На негнущихся ногах Караулова вернулась в гостиную. Упала в кресло, напряженно вспоминая минувшие два месяца с тех пор, как у них с Ромкой все и случилось. Матери она не врала. Он действительно предохранялся. Вот за эту мысль ей и следовало держаться. Но как? Если чем больше она думала в этом направлении, тем явственней становилось, что…
– Две полоски означают положительный результат.
Юлька бестолково уставилась на свой тест. С двумя яркими параллельными полосками. Мать, все больше истеря, дернула ее за руку:
– Ты слышишь?! Положительный результат! Господи боже, за что мне это?! Ты представляешь, что будет?!
Выдернув ладонь из захвата матери, Юлька опустилась на крышку унитаза.
– Так… Нужно все сделать быстро. Чтобы никто не узнал. Я подумаю, с кем можно договориться… – бормотала Ольга Петровна, будто бы впав в безумие.
– О чем?
– Как это, о чем?! О том, чтобы решить эту проблему! Срок еще маленький. До выпуска почти четыре месяца, экзамены, поступление на носу…
– Сначала я должна поговорить с Ромой.
– Ты спятила?! Да я тебя к этому деревенскому увальню и близко не подпущу! Пусть только покажется мне на глаза, я его…

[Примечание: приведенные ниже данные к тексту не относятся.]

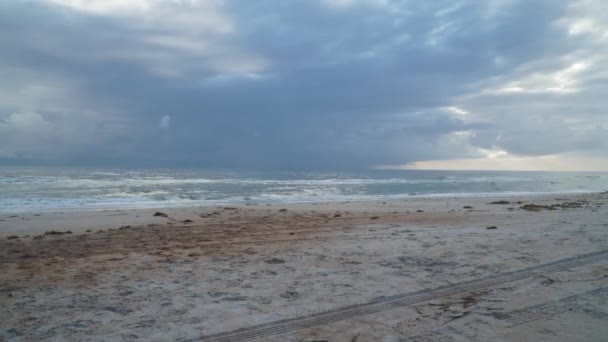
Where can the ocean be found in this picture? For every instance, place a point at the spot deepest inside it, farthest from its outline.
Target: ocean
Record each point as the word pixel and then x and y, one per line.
pixel 37 189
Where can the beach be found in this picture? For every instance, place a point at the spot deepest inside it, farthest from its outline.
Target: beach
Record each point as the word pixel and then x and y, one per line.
pixel 502 268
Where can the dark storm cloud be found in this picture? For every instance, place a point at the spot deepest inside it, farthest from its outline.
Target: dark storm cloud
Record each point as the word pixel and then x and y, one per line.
pixel 299 84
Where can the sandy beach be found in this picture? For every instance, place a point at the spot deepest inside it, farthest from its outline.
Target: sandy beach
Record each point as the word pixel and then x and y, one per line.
pixel 425 269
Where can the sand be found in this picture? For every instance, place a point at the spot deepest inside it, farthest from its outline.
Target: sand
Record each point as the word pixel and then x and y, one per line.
pixel 399 270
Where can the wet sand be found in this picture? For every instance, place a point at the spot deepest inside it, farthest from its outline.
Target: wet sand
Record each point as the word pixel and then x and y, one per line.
pixel 127 274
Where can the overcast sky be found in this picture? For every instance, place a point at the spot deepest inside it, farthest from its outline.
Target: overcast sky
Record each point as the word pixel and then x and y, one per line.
pixel 310 84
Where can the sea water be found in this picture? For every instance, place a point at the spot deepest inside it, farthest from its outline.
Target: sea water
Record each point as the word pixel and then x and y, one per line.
pixel 52 189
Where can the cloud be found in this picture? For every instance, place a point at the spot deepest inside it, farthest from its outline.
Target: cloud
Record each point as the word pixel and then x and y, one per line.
pixel 300 85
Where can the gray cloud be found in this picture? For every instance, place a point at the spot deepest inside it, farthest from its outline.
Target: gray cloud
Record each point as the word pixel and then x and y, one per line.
pixel 301 84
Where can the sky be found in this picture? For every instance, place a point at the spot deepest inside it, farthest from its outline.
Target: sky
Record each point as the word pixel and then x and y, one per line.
pixel 305 84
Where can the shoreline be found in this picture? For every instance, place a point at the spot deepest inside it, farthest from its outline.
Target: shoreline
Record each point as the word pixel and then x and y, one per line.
pixel 210 203
pixel 78 221
pixel 203 271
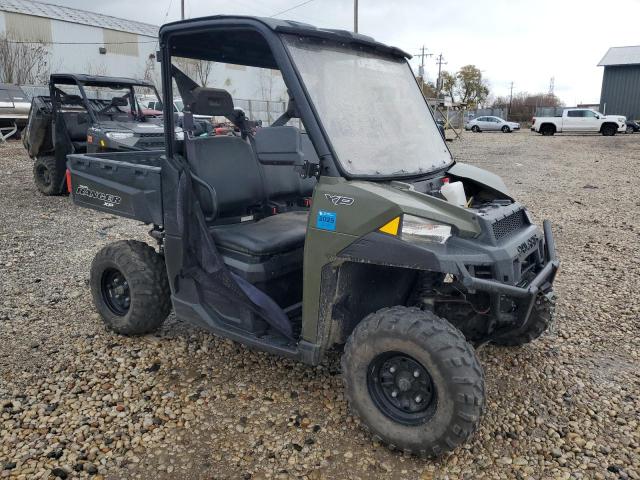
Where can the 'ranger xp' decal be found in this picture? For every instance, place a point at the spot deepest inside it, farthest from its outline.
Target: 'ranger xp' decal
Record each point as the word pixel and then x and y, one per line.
pixel 326 220
pixel 339 199
pixel 108 199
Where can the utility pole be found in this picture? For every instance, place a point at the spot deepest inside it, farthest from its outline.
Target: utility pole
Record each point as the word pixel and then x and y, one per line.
pixel 510 99
pixel 422 56
pixel 355 16
pixel 440 62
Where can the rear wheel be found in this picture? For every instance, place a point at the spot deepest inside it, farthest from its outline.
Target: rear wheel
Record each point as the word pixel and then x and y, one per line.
pixel 47 176
pixel 413 380
pixel 547 130
pixel 130 288
pixel 609 130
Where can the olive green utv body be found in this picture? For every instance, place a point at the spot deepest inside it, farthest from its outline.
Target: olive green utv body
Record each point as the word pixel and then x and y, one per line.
pixel 318 232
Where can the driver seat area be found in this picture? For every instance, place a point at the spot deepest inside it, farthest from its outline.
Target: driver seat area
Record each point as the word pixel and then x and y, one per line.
pixel 233 191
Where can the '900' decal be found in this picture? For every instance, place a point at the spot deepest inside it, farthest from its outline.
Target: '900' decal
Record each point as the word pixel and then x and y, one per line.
pixel 109 199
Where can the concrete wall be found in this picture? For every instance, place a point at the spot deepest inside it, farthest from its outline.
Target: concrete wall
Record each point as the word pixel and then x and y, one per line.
pixel 129 60
pixel 621 91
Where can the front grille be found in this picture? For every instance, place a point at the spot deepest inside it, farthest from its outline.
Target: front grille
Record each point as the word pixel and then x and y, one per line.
pixel 509 224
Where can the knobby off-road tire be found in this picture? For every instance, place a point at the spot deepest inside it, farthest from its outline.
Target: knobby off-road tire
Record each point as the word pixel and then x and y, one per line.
pixel 130 287
pixel 47 176
pixel 541 320
pixel 433 350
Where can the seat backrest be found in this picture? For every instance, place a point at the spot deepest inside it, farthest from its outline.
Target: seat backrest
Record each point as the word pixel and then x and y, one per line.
pixel 282 180
pixel 228 164
pixel 77 124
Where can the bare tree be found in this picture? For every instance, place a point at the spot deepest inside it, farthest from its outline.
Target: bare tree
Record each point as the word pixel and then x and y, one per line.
pixel 22 62
pixel 198 70
pixel 203 70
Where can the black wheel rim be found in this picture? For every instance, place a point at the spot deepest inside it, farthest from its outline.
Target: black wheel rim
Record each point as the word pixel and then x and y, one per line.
pixel 43 175
pixel 115 291
pixel 402 388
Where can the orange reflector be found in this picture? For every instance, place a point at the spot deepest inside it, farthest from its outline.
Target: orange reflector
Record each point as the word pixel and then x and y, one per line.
pixel 391 227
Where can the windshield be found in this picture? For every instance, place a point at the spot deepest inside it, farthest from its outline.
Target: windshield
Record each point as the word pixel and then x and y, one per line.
pixel 371 108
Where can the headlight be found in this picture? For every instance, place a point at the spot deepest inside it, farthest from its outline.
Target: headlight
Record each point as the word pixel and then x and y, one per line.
pixel 119 135
pixel 416 228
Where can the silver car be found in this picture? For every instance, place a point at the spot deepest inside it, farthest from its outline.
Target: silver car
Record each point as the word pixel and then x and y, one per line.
pixel 14 109
pixel 489 123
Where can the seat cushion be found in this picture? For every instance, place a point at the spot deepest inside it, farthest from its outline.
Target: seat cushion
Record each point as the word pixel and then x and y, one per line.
pixel 276 234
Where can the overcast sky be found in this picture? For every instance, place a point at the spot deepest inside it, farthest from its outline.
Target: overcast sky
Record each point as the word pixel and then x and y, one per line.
pixel 526 42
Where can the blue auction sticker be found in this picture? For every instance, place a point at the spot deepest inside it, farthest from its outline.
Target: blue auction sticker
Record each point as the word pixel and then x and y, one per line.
pixel 326 220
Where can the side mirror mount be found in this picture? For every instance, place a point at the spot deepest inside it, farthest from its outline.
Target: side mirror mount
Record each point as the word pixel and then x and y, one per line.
pixel 279 146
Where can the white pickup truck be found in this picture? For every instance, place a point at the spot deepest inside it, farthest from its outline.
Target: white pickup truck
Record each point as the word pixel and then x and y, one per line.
pixel 580 120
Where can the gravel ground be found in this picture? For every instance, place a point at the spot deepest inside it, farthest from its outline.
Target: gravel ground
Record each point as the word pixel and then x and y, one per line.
pixel 77 401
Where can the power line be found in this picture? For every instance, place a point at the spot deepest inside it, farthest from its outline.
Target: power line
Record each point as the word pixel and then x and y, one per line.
pixel 440 62
pixel 39 42
pixel 292 8
pixel 422 56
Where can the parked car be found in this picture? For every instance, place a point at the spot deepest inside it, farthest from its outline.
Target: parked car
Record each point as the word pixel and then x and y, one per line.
pixel 14 108
pixel 490 123
pixel 580 120
pixel 633 127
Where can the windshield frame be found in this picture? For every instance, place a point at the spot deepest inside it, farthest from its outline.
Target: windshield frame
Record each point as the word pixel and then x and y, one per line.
pixel 336 159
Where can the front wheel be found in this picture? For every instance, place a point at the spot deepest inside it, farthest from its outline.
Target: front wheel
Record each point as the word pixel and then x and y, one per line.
pixel 47 176
pixel 413 380
pixel 130 287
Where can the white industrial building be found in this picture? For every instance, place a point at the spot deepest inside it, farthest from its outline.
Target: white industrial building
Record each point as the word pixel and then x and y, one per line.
pixel 79 41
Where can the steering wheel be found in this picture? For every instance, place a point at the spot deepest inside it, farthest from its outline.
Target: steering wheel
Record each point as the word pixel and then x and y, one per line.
pixel 108 107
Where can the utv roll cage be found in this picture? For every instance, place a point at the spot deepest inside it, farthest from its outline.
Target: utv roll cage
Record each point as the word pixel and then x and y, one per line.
pixel 82 81
pixel 255 42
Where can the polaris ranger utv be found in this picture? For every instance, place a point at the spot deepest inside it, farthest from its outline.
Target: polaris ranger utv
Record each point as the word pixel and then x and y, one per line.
pixel 298 241
pixel 86 114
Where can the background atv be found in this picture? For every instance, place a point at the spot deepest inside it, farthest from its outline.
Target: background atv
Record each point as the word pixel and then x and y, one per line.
pixel 378 261
pixel 82 114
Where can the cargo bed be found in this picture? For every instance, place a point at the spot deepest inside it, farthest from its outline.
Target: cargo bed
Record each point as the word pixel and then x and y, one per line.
pixel 122 183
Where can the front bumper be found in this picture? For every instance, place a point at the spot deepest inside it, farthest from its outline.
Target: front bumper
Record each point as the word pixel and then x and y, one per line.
pixel 539 285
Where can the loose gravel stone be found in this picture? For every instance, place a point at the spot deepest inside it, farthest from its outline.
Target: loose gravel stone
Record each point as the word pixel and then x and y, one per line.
pixel 79 401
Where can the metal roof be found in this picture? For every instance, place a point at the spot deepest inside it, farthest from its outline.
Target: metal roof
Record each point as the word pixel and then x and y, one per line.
pixel 621 56
pixel 95 80
pixel 83 17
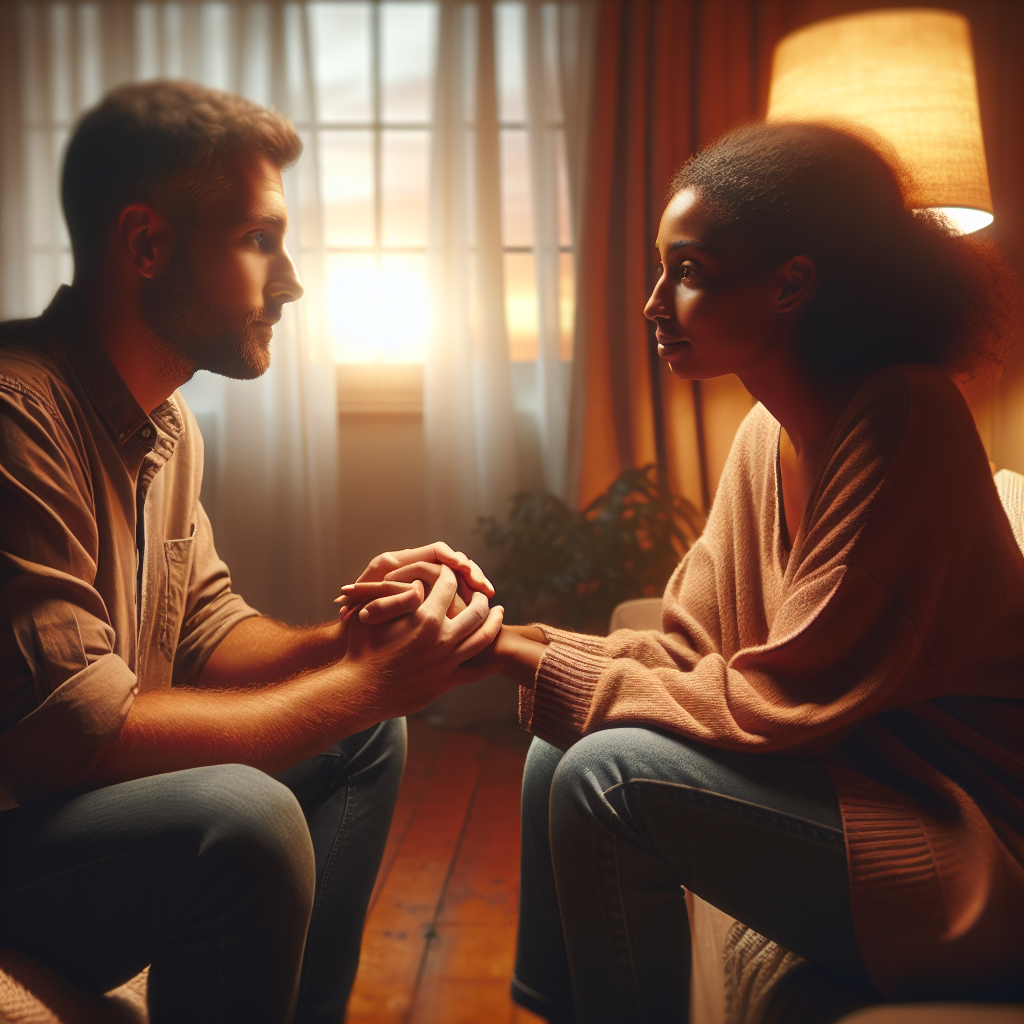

– Прекрати, мама! Хватит! Я не хочу этого слышать. – Юлька обхватила себя дрожащими руками. Если честно, она прекрасно понимала, что ее мать, как бы это ужасно ни прозвучало, во многом была права. Но в то же время… Господи, она в самом деле беременна!
– Ах вот оно что! Не хочешь слышать… А опозориться ты хочешь, я правильно понимаю? И заодно опозорить меня.
– Тебя только это волнует? – с ресниц Юльки закапали слезы. Стараясь не зареветь в голос, она диковато осмотрелась в поисках телефона. Найдя тот, набрала дрожащими пальцами номер Романа.
– Ром… Рома… Ромочка, ты можешь сейчас прийти? Пожа-а-алуйста, Ромка, ты можешь?